RETAILERS
HBCo / Louther Meyer's Grist Mill
Early on, Hudson's Bay Company employees at Fort Colvile located a flour grist mill at the falls pictured above on the Colville River. The historic location is approximately two miles shy where that river tributaries into the Columbia River just below the Shokwitnu (anglicized: Kettle Falls). The site of this first interior flour grist mill is at the southerly fringe of the present city of Kettle Falls, approximately three miles from Fort Colvile's historic site. These falls have retained the geographic name of Meyers Falls.
Louther Meyers purchased these grist mill operations about 1869--some time after HBCo had moved its operations north of the new international border into Canada. He also owned and operated a trading post and saw mill near by. A fledgling pioneer hamlet grew up about his retail operations there named, "Meyers Falls".
Ref.: "The Late, Great Meyers Falls:: The Annexation of Meyers Falls", by Eryn Baumgart.,
on-line access: <https://www.Spokane Historical.org> November 11, 2021
Marcus Oppenheimer's Store
About 1862, US American-Jewish retail merchant Marcus Oppenheimer came up from Walla Walla, W.T., and located a store in one of the above emptied cabins to supply gold prospectors. These barrack cabins had been vacated the previous year by the Royal British Boundary Commission's survey brigade which had been constructed just a couple miles to the north of Fort Colvile.

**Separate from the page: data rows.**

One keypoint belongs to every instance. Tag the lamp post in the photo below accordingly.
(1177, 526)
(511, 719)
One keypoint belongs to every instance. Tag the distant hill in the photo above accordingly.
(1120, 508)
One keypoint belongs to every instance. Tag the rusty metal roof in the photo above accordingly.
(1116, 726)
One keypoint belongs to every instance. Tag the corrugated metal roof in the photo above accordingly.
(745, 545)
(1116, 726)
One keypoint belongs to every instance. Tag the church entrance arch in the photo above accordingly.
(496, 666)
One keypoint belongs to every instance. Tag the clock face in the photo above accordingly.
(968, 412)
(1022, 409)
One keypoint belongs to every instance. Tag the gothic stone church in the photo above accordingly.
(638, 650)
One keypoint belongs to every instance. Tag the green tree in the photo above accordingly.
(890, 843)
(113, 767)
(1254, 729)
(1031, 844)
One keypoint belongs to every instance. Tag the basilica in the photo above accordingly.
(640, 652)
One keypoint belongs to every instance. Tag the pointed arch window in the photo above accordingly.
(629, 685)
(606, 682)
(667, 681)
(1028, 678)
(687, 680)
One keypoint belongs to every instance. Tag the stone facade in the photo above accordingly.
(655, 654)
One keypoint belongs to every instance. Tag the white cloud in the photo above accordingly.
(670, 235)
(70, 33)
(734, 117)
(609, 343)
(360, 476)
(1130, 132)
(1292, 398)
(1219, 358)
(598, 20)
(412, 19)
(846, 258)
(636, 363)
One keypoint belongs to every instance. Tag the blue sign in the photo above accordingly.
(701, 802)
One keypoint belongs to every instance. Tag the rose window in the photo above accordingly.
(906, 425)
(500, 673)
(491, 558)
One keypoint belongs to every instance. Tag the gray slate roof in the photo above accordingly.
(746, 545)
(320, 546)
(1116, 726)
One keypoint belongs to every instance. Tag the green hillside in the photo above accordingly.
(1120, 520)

The southerly trail to the HBCo fort may be seen over the cabin rooftops in the photograph's left background as can the flowing Columbia River in the mid-right. As there was no longer a fort mail stop after HBCo's move to Fort Steele just north of the international border, mail was left at Marcus' store. The mail stop thus assumed his first name as did the town hamlet to which these cabins gave birth.